Python IO and Serialisation Snippets

(8. August 2021, en)

numpy, pathlib and combined json encoders

Being able to serialize arbitrary objects to json can be very handy, for exchanging data, but also for logging or debugging. However, for unknown object types, you’ll get a

TypeError: Object of type ... is not JSON serializable

when trying to serialize them. This error indicates that the json.JSONEncoder needs some help to figure out what to do. Luckily you can supply your own handlers to deal with these exceptions.

I’ve seen solutions on StackOverflow, which either create a new encoder by inheriting from json.JSONEncoder or overwrite the default function of the json.JSONEncoder.

Both solutions work fine, but, by accident, I found a more pythonic approach in the official code (no clue why the inheritance and not the functional approach is in the official docs). You can supply a custom encoding function (aka default) to the dump and load functions of the json module.

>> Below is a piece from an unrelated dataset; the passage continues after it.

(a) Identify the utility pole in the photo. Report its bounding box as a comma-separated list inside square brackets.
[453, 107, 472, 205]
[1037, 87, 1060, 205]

I picked numpy and Path from pathlib as examples.

Encoding numpy arrays

To deal with numpy arrays, you convert it to a list before feeding it to the JSONEncoder.

import numpy as np
import json


def encode_np_array(obj):
    if isinstance(obj, np.ndarray):
        return obj.tolist()
    raise TypeError(f"Object of type {obj.__class__.__name__} is not JSON serializable")

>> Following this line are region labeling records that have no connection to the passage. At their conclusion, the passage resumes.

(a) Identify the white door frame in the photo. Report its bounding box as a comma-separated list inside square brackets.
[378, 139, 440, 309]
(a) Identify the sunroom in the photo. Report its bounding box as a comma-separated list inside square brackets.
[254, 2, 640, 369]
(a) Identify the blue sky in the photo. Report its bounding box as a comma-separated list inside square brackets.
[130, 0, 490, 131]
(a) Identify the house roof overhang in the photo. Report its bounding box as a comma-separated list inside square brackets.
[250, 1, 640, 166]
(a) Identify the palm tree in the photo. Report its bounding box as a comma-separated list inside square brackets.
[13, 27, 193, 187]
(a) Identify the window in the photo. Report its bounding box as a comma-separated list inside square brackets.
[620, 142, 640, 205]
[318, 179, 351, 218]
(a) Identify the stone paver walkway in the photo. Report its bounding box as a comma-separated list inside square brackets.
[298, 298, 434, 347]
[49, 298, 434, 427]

Supply the method as default argument to e.g. json.dumps:

data = {"some_key": np.array([1, 2, 3])}
encoded = json.dumps(data, default=encode_np_array)

Encoding Path objects

Analog to the numpy example, you can also serialize Path objects:

from pathlib import Path


def encode_path(obj):
    if isinstance(obj, Path):
        return str(obj)
    raise TypeError(f"Object of type {obj.__class__.__name__} is not JSON serializable")

Also here, supply the method as default argument to e.g. json.dumps:

data = {"some_key": Path("/usr/bin/python3")}
encoded = json.dumps(data, default=encode_path)

Combine encoders

It gets a bit more tricky when you want to combine several encoders. I chose to create a higher-order function (in my case: a function that returns a function). combine_encoders gets a list of encoder functions and returns a new function that combines the encoders in a for loop.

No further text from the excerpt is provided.